Festivus 2015 – Before and After
By Mike Sorice
These are some insane tossups for a before-and-after packet I almost wrote last year. In the spirit of
Festivus, some questions are {funfinished.}
Warning: Each answer strictly fits the before-and-after schema. Due to the standards creep endemic to
quizbowl (because writers are lazy,) I deem it prudent to remind you: before-and-after means that each
answer is made up of two or more sub-answers, each of which overlaps end-to-end and exactly with
adjacent sub-answers by one or more shared words or parts of words, and all answers contain all parts of
each of its sub-answers.
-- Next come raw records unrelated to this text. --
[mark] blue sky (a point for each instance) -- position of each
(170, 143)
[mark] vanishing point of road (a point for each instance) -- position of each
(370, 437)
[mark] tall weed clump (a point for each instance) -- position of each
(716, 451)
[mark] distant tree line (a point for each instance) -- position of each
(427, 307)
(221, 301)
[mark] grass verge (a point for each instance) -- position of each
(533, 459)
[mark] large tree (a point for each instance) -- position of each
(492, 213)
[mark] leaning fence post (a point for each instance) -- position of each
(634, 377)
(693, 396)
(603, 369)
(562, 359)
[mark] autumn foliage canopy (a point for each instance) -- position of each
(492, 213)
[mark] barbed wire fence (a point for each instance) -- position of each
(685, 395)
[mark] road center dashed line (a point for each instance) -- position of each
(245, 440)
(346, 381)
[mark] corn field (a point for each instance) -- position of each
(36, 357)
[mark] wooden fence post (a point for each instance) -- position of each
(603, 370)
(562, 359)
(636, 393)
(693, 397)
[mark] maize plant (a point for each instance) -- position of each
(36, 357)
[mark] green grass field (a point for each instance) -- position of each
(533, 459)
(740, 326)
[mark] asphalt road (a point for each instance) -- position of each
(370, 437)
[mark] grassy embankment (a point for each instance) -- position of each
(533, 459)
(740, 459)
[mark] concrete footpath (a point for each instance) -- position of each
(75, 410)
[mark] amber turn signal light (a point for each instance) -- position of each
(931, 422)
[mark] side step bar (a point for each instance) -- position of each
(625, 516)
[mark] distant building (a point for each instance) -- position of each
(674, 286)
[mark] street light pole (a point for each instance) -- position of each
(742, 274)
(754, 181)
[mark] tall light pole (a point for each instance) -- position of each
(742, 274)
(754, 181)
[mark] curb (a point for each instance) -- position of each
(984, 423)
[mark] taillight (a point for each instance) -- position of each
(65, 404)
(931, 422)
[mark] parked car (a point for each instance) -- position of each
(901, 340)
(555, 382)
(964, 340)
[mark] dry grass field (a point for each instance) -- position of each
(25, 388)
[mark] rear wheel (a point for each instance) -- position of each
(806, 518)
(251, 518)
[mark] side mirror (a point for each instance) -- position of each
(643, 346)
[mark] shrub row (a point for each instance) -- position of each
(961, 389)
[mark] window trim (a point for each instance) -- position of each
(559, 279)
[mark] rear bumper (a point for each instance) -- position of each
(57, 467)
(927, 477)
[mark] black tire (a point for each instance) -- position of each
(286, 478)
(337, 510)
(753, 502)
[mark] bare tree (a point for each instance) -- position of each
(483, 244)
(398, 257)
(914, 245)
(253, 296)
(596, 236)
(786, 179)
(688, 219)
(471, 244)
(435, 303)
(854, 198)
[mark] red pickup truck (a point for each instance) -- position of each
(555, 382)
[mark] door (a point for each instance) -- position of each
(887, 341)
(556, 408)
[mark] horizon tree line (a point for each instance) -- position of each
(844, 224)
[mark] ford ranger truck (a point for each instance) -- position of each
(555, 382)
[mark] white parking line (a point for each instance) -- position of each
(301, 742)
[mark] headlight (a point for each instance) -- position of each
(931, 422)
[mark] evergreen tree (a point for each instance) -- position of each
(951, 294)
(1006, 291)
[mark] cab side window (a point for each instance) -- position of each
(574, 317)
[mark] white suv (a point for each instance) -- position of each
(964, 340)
Here are some examples drawn from things I can see in my house while writing
this:
Pioneer Speaker of the House is a valid answer comprised of Pioneer Speaker and Speaker of the House.
J.M. Coetzeeland is a valid answer made of author J.M. Coetzee and province of Holland Zeeland.
“J.M. Coelacanth” is an invalid answer, as it does not contain all of J.M. Coetzee.
“Simone Says de Beauvoir” or “Simone de Beauvoir Says” are invalid answers since author Simone de
Beauvoir does not overlap exactly (Simone ≠ Simon) nor end-to-end with game Simon Says.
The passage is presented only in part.